What is a KCOP?
A Kafka Custom Operation Processor (KCOP) lets you decide what gets written to Kafka in response to an event that happens on the source database. Not only do they allow unparalleled flexibility but also improve the performance of writing data to Kafka!
KCOPs are pluggable java transformation modules. The input to a KCOP is the source event’s values and metadata and a KCOP’s output is the Kafka producer records that IBM Data Replication’s CDC Replication Engine for Kafka will write to a Kafka cluster in response.
A KCOP is called once for every replicated source insert, update and delete. For each event, it returns a list of Kafka records. By doing so, it decides how many records to write to Kafka, where those records should go (destination topic and partition) and what the format and content of the record payload is.
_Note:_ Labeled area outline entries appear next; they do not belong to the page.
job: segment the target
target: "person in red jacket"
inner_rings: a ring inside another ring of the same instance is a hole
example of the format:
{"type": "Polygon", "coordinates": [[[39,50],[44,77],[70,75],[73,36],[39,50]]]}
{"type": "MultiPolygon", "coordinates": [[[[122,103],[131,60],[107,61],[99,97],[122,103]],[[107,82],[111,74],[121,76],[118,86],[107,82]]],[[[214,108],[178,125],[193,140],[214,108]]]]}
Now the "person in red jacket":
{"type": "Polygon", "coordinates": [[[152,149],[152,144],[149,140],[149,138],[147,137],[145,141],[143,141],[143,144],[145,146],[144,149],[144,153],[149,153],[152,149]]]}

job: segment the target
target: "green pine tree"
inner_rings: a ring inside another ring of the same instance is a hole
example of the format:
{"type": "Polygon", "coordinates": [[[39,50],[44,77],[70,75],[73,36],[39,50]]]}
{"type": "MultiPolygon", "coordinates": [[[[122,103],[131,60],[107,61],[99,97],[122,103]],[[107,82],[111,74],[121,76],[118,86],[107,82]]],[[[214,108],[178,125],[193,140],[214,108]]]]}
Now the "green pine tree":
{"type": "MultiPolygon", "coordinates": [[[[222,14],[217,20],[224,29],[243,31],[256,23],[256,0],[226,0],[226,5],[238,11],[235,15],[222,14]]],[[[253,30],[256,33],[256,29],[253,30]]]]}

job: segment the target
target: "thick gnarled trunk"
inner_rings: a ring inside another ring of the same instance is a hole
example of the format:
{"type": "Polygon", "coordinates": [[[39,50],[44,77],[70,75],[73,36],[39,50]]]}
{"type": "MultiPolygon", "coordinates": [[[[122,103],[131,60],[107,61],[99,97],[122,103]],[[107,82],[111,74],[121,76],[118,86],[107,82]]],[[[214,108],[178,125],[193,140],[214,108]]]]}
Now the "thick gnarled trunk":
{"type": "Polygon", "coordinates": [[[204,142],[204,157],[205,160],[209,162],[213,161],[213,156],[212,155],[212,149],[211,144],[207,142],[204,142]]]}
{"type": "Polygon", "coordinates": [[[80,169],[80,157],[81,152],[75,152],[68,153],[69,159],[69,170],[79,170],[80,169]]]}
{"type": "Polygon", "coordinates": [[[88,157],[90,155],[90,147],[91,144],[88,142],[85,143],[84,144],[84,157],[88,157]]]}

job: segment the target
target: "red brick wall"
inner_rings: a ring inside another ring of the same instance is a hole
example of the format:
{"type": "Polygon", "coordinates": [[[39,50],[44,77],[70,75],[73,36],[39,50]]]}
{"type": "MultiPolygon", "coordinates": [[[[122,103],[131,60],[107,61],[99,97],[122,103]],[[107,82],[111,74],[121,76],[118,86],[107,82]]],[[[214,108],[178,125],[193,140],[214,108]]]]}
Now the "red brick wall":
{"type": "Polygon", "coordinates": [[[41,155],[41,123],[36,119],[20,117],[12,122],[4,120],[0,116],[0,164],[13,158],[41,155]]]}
https://www.ibm.com/docs/en/idr/11.4.0?topic=crek-kafka-custom-operation-processor-kcop-cdc-replication-engine-kafka
Videos and Examples…
https://www.ibm.com/support/pages/ibm-data-replication-community-wiki#Kafka
Sounds Great, But How do I Use One?
If you are running the CDC Replication Engine for Kafka, you already are! A KCOP is always used to generate the Producer Records that IDR then sends to Kafka. CDC includes 6 KCOPs that can be selected for a subscription, with a KCOP sending records with Avro formatted content being selected by default. These “integrated KCOPs” are built-in and selectable through the GUI.
The provided integrated KCOPs span multiple data formats (Avro, JSON, CSV) and multiple patterns of apply (Kafka compaction compliant streaming, Audit messages, etc). Each has a myriad of additional features you can select to further customize the messages: you can configure headers, destination topics, metadata fields, alternate serializers, etc. through properties.
https://www.ibm.com/docs/en/idr/11.4.0?topic=kafka-enabling-integrated-custom-operation-processors-kcop
What about CRAZY levels of CuStOmiZATion?
While many make use of the integrated KCOPs, there are business flows that require bespoke custom KCOPs tailored to their exact needs. By providing a custom KCOP, you can determine to the byte level the content of records sent to Kafka.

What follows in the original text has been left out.